By Kevin Westerling,
No business wants the word "toxic" associated with its operations. The world has grown very weary (and wary) of companies that aren't environmentally responsible. So while toxic wastewater as a byproduct of mining, oil refining, or other industrial processes isn't new, the impetus to treat these streams is steadily rising.
A common method to handle wastewater organics resistant to biological treatment is through AOPs, or advanced oxidation processes, the broad principles of which are nicely outlined here. In short, AOPs use oxidizing agents/hydroxyl radicals to turn toxic organic compounds into biodegradable material (mineralization). The more hydroxyl radicals generated, the more effective the treatment, so the search is always on for the best oxidant for a particular application. While ozone, hydrogen peroxide, and oxygen are popular in municipal settings, they fall short for highly toxic wastewater and also require significant energy to induce oxidation. This has given rise to electrochemical-based AOPs and synthetic oxidants, with the ‘Holy Grail’ being an electrode that maximizes oxidation/treatment, requires low energy, and can stand up to harsh environments.
Enter boron-doped diamond (BDD).
BDD is used in the downstream oil and gas (O&G) industry for a notoriously hard-to-treat waste stream — spent caustic from the refining process, which produces high chemical oxygen demand (COD) levels along with a mix of oil, mercaptans, sulfides, and other compounds. BDD is one of just a few technologies to survive and thrive in this environment, and is thus capable of handling a variety of waste streams. Beyond extraction and mining, suitable applications include textile dye water, pharmaceutical wastewater, and highly polluted municipal waste such as landfill leachate.
Effectiveness aside, the cost of treatment is naturally a concern for municipalities and private industry alike. Any advanced treatment option may be considered “over-treatment” where basic and conventional technologies can be utilized, which is why the focus for BDD remains on downstream O&G. In this setting, wet air oxidation (WAO) is the method of choice for AOP that is most predominant and effective at many large refineries where economies of scale can be leveraged. WAO frees hydroxyl radicals via steam injection; it requires high heat and pressure, in addition to a space-intensive, complex setup. But for smaller refinery operations without significant size and capital, WAO is cost-prohibitive.
BDD oxidation can be achieved with much lower capital requirements using a modular electrochemical reactor, greatly reducing startup and overall treatment costs for low-volume waste streams.
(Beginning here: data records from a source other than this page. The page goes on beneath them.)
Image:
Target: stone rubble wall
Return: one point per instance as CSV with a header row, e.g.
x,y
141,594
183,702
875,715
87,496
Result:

According to Tim Mollart, principal applications engineer at synthetic industrial diamonds supplier Element Six, BDD AOP would be the more sensible and cost-effective new treatment option — as opposed to starting up with WAO — for a “pretty big portion” of the 650 or so refineries he estimated worldwide.
There are more readily available treatment options in O&G than BDD, namely deep well injection, incineration, and off-site disposal, but these will become increasingly unavailable as corporate responsibility and/or regulatory authority proliferates. Small-scale refineries and industries turning to AOP, or the systems providers that supply AOP equipment, have a range of oxidants from which to choose. Since BDD is somewhat new in practice (though the product of 20 years of R&D), here are some specific benefits to know about the Element Six version of BDD, cited by Mollart.
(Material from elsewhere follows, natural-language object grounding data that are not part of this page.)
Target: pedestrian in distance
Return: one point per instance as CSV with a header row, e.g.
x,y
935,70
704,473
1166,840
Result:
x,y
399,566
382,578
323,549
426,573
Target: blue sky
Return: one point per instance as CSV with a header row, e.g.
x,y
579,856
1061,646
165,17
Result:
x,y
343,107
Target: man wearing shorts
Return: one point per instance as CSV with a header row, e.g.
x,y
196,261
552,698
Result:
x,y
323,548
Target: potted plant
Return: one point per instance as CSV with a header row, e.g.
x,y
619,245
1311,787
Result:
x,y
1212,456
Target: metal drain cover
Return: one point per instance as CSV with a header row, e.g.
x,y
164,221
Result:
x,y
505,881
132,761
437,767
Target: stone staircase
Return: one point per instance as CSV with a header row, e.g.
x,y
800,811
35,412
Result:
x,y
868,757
Freestanding, rather than thin-film, composition. According to Mollart, “Thin films always have an Achilles’ heel in that the substrate is very vulnerable to erosion. Thin film versions have a lifetime measured in minutes, like all other conventional electrode materials, whereas our freestanding material has a lifetime measured in years.”
Inert semiconductor material. The robust nature of BDD is credited to its inert nature. While most electrically-conductive materials fall victim to oxidization and corrosion themselves, BDD does not.
Electrically-driven. BDD’s oxidizing strength is owed to its metal-like conductivity triggered by simple DC power and an electrochemical reactor, with no need for the strong oxidizing reagents such as hydrogen peroxide or hypochlorite that are required by most AOPs.
Sustainable technology. Deep well injection can pollute and waste scarce water resources; incineration can contribute to air emissions; conventional AOPs require the purchase, storage, and handling of dangerous chemicals; and off-site disposal has a considerable carbon footprint while scurrying the problem down the road. Compared to the most common alternatives for difficult waste streams, BDD is inherently safer, more easily replenished, and friendlier toward the environment.
Is boron-doped diamond the ‘Holy Grail’ of AOP materials? It’s far too early to tell — new tech has the burden of proving itself over the long haul and in the face of evolving developments. As such, BDD will be rightly scrutinized, but it should also be rightly considered for its potential.